Die Wortschöpfung «umverkehR» macht auf einen Blick klar: Der Verkehr soll verändert werden. Das Wort «Stehzeug» (Hermann Knoflacher) deckt auf, dass Fahrzeuge die meiste Zeit stehen. Dass sie dabei teuren öffentlichen Raum beanspruchen, wird deutlich, wenn man Parkplätze «Auto-Lagerplätze» nennt, wie der Verkehrsforscher Dirk Schneidemesser vorschlägt. Die Beispiele zeigen, dass Wörter auch Sichtweisen und damit Haltungen und Interessen mit sich führen.
Das Forschungsprojekt «Sprachkompass Mobilität» der Uni Bern vertieft Fragen dieser Art (www.sprachkompass.ch). Es untersucht, welche Ausdrucksformen umweltbelastende Mobilität fördern können und welche neue Wege aufzeigen. Eine Rolle spielen dabei Metaphern, die hintergründig unser Denken anleiten. Haben Sie sich schon einmal gefragt, warum wir einen Satz wie «Der Verkehr sickert in die Wohnquartiere ein» verstehen? Es ist, weil wir Verkehr als Flüssigkeit sehen.
Der Fluss ist eine Metapher für den Verkehr. Dies beeinflusst unser Denken über den Verkehr: Wenn Verkehr ein Fluss ist, dann ist er eine Naturkraft, die nicht zu hinterfragen ist. Dass er von uns verursacht ist, wird unsichtbar. Flüsse folgen der Schwerkraft – nicht aber der Verkehrsfluss! Die Metapher verdeckt, dass Verkehr Treibstoffe verschlingt und Abgase erzeugt. Wenn Verkehr ein Fluss ist, trägt er AutomobilistInnen als anonyme Tropfen mit. Deren Verantwortung wird unsichtbar. Gravierende Folgen hat die Flussmetapher für die Verkehrspolitik. Sie legt nahe, Flaschenhälse zu erweitern, Abflüsse und eine zweite Gotthardröhre zu bauen, um Staus zu vermeiden und den Verkehr am Fliessen zu halten.
Was liesse sich dieser Verführungskraft der Sprache entgegenhalten?

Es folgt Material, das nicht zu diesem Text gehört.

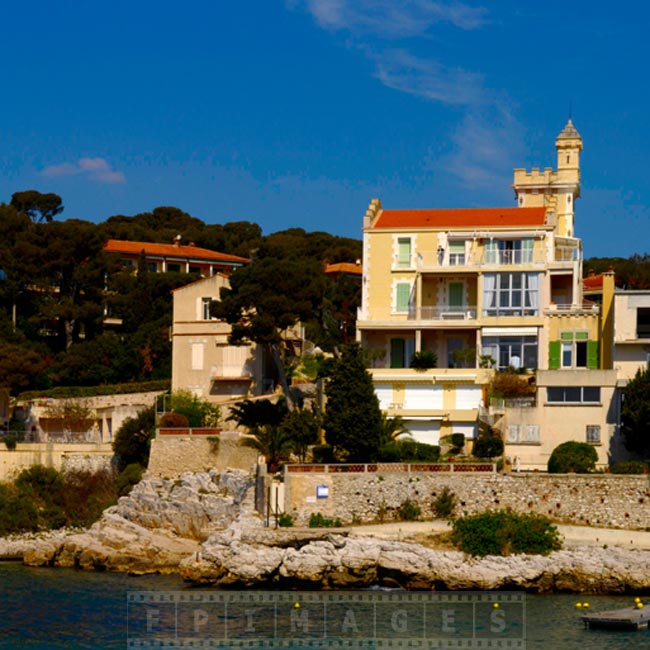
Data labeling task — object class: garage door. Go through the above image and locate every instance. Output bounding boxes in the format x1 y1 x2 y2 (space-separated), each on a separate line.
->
403 420 441 446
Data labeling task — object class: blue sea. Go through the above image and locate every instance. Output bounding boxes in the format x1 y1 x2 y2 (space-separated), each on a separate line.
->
0 562 646 648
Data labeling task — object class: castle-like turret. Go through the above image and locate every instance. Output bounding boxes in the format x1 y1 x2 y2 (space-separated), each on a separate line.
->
513 119 583 238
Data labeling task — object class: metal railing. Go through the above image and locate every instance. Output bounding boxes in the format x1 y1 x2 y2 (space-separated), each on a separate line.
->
408 305 477 321
285 462 496 475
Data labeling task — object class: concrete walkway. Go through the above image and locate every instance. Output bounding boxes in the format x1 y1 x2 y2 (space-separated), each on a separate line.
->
347 520 650 550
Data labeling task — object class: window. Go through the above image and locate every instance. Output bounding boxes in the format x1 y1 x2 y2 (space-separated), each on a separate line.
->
549 334 598 369
395 282 412 313
485 239 534 264
448 240 466 265
586 425 601 444
390 338 414 368
546 386 601 403
637 308 650 339
201 297 212 320
506 424 539 444
397 238 412 267
482 273 539 316
167 263 182 272
481 336 538 371
147 262 158 272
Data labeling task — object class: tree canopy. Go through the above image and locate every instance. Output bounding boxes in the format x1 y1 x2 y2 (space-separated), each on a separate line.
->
621 368 650 457
323 343 383 461
10 190 64 223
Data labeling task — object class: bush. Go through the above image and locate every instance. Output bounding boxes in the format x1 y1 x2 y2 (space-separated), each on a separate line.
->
278 513 294 527
62 468 118 527
547 441 598 473
432 487 456 518
116 463 144 496
0 484 39 535
112 406 155 472
3 435 17 451
159 412 189 428
450 433 465 450
312 444 336 463
473 436 504 459
609 461 650 474
398 497 421 521
409 351 438 371
308 512 342 528
451 510 561 556
378 440 440 462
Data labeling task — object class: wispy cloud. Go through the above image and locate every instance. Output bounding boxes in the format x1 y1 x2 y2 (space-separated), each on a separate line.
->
294 0 488 37
41 157 126 184
290 1 526 190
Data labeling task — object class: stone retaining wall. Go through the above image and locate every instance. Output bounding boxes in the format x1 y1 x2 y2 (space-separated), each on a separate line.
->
284 471 650 530
147 433 260 478
0 443 114 480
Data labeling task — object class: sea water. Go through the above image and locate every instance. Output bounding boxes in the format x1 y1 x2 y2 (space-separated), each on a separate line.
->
0 562 645 649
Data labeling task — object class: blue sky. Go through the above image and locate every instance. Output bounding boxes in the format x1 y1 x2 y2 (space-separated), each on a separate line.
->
1 1 648 258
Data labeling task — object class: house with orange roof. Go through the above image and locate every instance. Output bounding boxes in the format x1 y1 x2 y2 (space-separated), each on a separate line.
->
357 120 622 469
104 237 248 277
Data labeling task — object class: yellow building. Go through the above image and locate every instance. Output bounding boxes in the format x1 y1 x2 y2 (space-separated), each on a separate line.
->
358 120 610 460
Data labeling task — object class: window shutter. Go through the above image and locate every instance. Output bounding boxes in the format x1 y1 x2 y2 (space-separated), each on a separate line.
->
397 239 411 266
448 282 463 307
548 341 561 369
395 283 411 312
587 340 599 369
485 240 498 264
522 238 534 263
390 338 405 368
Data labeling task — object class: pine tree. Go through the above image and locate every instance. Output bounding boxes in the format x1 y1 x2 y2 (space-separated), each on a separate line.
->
323 343 383 461
621 368 650 456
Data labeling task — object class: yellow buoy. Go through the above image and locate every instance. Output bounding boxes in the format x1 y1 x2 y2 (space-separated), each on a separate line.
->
294 602 301 609
493 603 500 609
635 597 641 603
575 603 583 608
582 603 589 608
637 603 644 609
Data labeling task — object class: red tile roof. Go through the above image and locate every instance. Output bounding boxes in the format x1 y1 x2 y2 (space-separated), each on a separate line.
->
325 262 363 276
582 274 604 291
104 239 248 264
372 207 547 229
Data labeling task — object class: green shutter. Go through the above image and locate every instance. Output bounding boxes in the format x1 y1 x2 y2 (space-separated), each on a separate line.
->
587 340 599 369
449 282 463 307
397 239 411 266
391 339 405 368
549 341 561 369
522 238 534 263
396 283 411 312
575 331 589 340
560 331 574 340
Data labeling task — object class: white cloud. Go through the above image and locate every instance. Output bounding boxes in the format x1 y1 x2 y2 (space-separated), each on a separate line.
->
297 0 487 37
41 157 126 184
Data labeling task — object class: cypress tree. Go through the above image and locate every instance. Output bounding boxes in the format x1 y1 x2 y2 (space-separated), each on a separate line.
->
323 343 383 461
621 368 650 456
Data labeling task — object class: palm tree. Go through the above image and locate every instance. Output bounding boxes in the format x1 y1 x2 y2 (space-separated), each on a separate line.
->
379 414 412 445
240 425 293 473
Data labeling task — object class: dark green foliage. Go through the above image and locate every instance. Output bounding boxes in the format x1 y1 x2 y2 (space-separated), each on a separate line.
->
621 368 650 456
547 441 598 473
583 253 650 290
450 433 466 450
308 512 342 528
451 510 562 556
609 461 650 474
473 436 504 459
14 465 65 529
11 190 64 222
112 406 156 472
378 440 440 462
398 498 421 521
240 426 293 473
116 463 144 496
409 350 438 370
311 444 336 463
227 398 287 429
323 343 383 462
61 469 117 526
280 408 320 462
0 484 39 534
3 435 17 451
432 487 456 518
278 513 294 527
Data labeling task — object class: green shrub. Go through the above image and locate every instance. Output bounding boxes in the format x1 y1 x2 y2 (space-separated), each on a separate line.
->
378 440 440 462
409 351 438 371
278 513 294 527
312 444 336 463
3 435 17 451
62 468 118 527
473 436 504 459
547 441 598 473
0 484 39 535
398 497 421 521
451 510 562 556
609 461 649 474
450 433 465 450
116 463 144 496
308 512 342 528
432 487 456 518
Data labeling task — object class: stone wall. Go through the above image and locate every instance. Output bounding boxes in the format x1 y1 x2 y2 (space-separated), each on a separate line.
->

Andere Metaphern vielleicht? Die Maschinenmetapher würde betonen, dass Verkehr ein Menschenwerk und keine Naturkraft ist. Der Verkehr staut sich dann nicht, sondern er klemmt, er rauscht nicht, sondern dröhnt, fliesst nicht, sondern läuft etc. Wenn die Maschine Schaden anrichtet, kann man sie drosseln, umbauen – ja sogar ausser Betrieb nehmen. Wäre dies also eine Alternative?